Zulip Chat Archive

Stream: mathlib4

Topic: Let's catch typos!


Kenny Lau (Jul 08 2025 at 12:56):

I stumbled across a typo which I fixed in #26893, where tmul was misspelled as tuml. Do we have programmers here which can analyse the whole Mathlib to identify potential typos? Checking against a dictionary won't work, but I thought maybe we can do a frequency analysis, tokenising on each "word" to match Tmul or tmul (because we have two different cases conventions), and looking at say the bottom 1% of the frequencies. Is this a good algorithm? I might even write it myself.

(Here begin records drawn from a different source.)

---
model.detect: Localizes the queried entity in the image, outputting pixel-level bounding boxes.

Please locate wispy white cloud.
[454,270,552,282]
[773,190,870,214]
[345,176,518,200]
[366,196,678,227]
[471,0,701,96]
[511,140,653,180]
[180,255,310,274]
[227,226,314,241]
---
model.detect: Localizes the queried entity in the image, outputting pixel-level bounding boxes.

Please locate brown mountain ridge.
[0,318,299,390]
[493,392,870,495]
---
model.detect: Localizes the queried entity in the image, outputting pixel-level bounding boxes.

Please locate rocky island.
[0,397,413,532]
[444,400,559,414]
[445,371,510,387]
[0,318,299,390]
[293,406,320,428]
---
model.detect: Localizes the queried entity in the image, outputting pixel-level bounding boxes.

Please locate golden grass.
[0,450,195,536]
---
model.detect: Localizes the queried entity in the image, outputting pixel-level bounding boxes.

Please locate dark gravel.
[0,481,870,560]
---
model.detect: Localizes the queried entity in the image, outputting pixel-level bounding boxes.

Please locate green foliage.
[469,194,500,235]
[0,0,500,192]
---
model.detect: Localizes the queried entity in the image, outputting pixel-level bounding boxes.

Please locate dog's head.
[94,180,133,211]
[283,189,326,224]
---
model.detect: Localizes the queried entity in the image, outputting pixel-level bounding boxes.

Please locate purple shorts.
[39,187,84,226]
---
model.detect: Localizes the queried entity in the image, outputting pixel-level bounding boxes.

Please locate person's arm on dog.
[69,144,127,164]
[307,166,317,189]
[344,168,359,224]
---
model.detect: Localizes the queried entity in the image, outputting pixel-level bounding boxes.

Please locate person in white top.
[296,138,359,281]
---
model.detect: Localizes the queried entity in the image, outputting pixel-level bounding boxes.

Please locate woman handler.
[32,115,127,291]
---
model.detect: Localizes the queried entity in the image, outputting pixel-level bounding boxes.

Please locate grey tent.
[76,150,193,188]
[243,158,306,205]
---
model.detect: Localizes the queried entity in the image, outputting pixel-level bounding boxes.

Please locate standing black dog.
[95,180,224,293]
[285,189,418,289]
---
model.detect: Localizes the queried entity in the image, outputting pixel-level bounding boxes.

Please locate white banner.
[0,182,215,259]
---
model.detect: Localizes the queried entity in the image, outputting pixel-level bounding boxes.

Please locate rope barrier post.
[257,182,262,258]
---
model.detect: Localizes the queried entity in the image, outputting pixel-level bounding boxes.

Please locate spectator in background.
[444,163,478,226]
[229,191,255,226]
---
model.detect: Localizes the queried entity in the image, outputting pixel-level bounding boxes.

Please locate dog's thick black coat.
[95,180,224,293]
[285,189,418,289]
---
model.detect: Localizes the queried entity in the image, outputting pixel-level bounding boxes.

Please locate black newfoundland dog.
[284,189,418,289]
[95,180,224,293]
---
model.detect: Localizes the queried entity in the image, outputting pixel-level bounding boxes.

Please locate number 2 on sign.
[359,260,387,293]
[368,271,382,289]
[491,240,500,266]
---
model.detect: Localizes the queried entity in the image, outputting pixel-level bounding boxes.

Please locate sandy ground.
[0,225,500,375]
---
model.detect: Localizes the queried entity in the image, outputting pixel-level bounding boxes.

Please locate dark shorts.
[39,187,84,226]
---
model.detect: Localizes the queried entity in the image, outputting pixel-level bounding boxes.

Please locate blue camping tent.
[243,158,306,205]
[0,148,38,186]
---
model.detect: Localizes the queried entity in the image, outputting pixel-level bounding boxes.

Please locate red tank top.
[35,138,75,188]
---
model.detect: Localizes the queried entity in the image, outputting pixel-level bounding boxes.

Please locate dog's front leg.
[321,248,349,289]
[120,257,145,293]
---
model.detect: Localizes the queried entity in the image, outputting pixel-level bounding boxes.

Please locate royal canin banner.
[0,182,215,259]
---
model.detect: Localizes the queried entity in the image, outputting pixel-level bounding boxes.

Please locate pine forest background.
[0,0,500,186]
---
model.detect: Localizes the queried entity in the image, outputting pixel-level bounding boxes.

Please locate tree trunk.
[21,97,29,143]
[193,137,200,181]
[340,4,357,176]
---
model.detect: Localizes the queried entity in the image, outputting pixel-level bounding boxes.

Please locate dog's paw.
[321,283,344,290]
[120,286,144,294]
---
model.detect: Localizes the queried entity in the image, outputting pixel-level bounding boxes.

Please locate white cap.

Jireh Loreaux (Jul 08 2025 at 13:17):

I think a better idea is the linter to auto-suggest (or auto-verify) the naming convention. There's an implementation already I think.

Damiano Testa (Jul 08 2025 at 13:19):

There is also a suspicious G (vs g) in docs#Ideal.pointwise_smul_toAddSubGroup.

Damiano Testa (Jul 08 2025 at 13:21):

docs#Nat.tensto_primeCounting and docs#Nat.tendsto_primeCounting', where the latter is trying to avoid clashing with the intended name of the former!

Kenny Lau (Jul 08 2025 at 13:22):

Jireh Loreaux said:

I think a better idea is the linter to auto-suggest (or auto-verify) the naming convention. There's an implementation already I think.

are there any results?

Damiano Testa (Jul 08 2025 at 13:23):

docs#Submodule.map_iSup_comap_of_sujective. I might stop here, but this is fun!

Kenny Lau (Jul 08 2025 at 13:23):

did you catch this yourself over time, or is this from a program?

Damiano Testa (Jul 08 2025 at 13:23):

I just looked for them after you mentioned this.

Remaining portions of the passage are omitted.